I could have chosen my file name better so that the Module is not named the same as the Class being imported, but as seen it did import successfully and that is modularity 🙂

Last but not least, Important Python Modules to know for Cisco Infrastructure!

This will likely be very important for exam day points being that it directly relates to Cisco, and I am about fried on Python (even though there is more coming), so I will bullet point style these different modules with short definitions to finish this off!

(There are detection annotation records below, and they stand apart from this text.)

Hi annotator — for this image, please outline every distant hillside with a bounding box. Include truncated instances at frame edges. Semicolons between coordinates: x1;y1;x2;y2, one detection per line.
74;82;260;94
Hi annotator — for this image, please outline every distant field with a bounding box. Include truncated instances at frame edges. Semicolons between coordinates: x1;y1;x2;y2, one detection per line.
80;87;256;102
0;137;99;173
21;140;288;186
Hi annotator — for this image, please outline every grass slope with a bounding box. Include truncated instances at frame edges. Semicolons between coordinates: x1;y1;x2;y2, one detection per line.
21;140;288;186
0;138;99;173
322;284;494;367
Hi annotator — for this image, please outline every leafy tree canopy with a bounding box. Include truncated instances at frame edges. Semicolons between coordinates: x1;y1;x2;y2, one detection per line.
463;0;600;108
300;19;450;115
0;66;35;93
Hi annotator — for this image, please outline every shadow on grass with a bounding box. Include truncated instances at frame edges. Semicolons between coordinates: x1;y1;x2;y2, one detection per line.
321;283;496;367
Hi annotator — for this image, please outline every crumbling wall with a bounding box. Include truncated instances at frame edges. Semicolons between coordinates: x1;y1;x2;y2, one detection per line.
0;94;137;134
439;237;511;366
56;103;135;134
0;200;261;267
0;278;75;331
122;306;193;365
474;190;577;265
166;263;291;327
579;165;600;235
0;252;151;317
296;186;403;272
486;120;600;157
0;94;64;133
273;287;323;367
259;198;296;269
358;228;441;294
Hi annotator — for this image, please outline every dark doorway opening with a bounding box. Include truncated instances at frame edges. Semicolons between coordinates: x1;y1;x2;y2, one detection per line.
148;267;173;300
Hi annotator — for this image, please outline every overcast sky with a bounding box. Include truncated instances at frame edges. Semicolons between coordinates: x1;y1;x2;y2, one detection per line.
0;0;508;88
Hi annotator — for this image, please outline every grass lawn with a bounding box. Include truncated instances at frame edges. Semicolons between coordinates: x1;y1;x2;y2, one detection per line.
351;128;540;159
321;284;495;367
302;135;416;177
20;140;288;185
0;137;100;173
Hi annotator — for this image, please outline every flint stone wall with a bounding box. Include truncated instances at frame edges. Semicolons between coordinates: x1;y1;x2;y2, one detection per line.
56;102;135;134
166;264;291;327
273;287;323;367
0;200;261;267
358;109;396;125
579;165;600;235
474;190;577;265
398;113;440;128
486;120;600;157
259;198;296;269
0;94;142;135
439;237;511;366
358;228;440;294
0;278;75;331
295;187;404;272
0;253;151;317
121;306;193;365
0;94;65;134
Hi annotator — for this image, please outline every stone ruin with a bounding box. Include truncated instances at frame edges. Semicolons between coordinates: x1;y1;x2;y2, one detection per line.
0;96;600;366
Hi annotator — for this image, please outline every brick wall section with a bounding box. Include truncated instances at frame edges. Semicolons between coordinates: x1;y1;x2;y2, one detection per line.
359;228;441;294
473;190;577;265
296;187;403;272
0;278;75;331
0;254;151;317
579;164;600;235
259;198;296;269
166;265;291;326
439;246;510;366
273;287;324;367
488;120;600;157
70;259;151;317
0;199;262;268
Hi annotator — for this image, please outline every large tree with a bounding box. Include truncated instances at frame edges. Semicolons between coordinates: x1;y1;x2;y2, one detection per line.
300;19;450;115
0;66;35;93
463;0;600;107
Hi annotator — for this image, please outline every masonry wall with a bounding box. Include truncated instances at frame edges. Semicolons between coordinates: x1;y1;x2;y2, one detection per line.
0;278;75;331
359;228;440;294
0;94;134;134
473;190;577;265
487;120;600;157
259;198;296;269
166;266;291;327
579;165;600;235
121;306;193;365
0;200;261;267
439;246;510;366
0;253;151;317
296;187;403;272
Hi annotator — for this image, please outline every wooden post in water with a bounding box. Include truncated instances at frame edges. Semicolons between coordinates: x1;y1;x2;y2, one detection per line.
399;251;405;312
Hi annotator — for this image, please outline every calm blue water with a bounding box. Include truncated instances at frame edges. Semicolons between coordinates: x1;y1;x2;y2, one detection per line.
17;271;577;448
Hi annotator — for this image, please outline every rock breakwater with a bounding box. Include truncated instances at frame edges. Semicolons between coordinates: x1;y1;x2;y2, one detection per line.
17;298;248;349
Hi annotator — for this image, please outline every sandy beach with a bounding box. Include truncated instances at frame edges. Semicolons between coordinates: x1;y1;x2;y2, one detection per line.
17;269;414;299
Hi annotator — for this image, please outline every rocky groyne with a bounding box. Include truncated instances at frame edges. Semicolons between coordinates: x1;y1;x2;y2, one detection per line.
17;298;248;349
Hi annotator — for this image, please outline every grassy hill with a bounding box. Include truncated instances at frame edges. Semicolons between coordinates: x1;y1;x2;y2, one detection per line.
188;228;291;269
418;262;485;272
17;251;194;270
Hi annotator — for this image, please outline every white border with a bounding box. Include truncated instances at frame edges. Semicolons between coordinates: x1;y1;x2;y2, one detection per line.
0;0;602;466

It will go module name, import syntax, and short definition

General Purpose Library Modules:

  • pprint – “from pprint import pprint” – Pretty Print module makes text much more readable output without needing a text editor
  • sys – “import sys” – Allows for direct access to Python editor to interact with and manipulate objects
  • os – “import os” – Allows to use files local to the hosts underlying Operating System
  • datetime – “import datetime” – Create / format / work with Calendar Dates and times to use in logging or timestamps
  • time – “import time” – Allows for use of time delays and clock capabilities in scripts

Modules for working with / Manipulating Data:

  • xmltodict – “pip install xmltodict” to install, “import xmltodict” to import module – This interprets XML KeyValue pairs into Python language the script understands (Parsing)
  • csv – “import csv” – This library is used to understand Comma Separated Value files such as Excel Spreadsheets or the various batch files you can export in CSV format
  • json – “import json” – Reading and converting JSON formatted file types (Parsing)
  • PyYAML – “pip install pyyaml” to install, “import yaml” to import module – This module is needed to convert YAML files into Python (Parsing)
  • pyyang – “pip install pyyang” – This is a utility and NOT a module that has function to import, its a Utility used to Create / Modify / Verify YANG Models

Tools for API Usage:

  • requests – “pip install requests” – Library with HTTP services to interact with REST APIs
  • ncclient – “pip install ncclient” to install, “from ncclient import manager” to import module, This is a Python Library is for client-side scripting / communication / application integration with NETCONF protocol
  • netmiko – “pip install netmiko” to install, “from netmiko import ConnectHandler” to import module, Connection-Handling library helps to initiate SSH connections to Network Devices, geared towards bridging the programmability gap between devices with and without API support that still rely on CLI input, it relies on Paramiko module and works with multiple vendor platforms (not just Cisco!)
  • pysnmp – “pip install pysnmp” to install, “import pysnmp” to import module, This is a Python implementation of an SNMP engine to allow interaction with older infrastructure that does not support APIs but does support SNMP for management

Automation Tools:

  • nornir – “pip install nornir” to install, “from nornir.core import InitNornir” to import module, This is an Extendable / Mulithread Framework to work with large number of network devices at scale

Testing Tools:

  • unittest – “import unittest” – This is used to test Python code functionality, generally used in Automated Code testing and part of “TDD” or “Test-Driven Development” Methodology
  • pyats – “pip install pyats” to install, many different ways to import modules (will cover in next post), Cisco’s “gift to the development community” which was originally named Genie, this is intended for and used by Cisco Developers on Cisco Platforms for testing and configuration of “Infrastructure as Code”

Wow that was quite the end blitz, my brain is nearly smoking!

Holy cow, that is a bulk of Python Fundamentals if you can believe that, I will end this here as next I will be looking at “Working with Python Data Formatting” which I will gloss over for important parts for exam day, however this page is now so long the text input is slooow.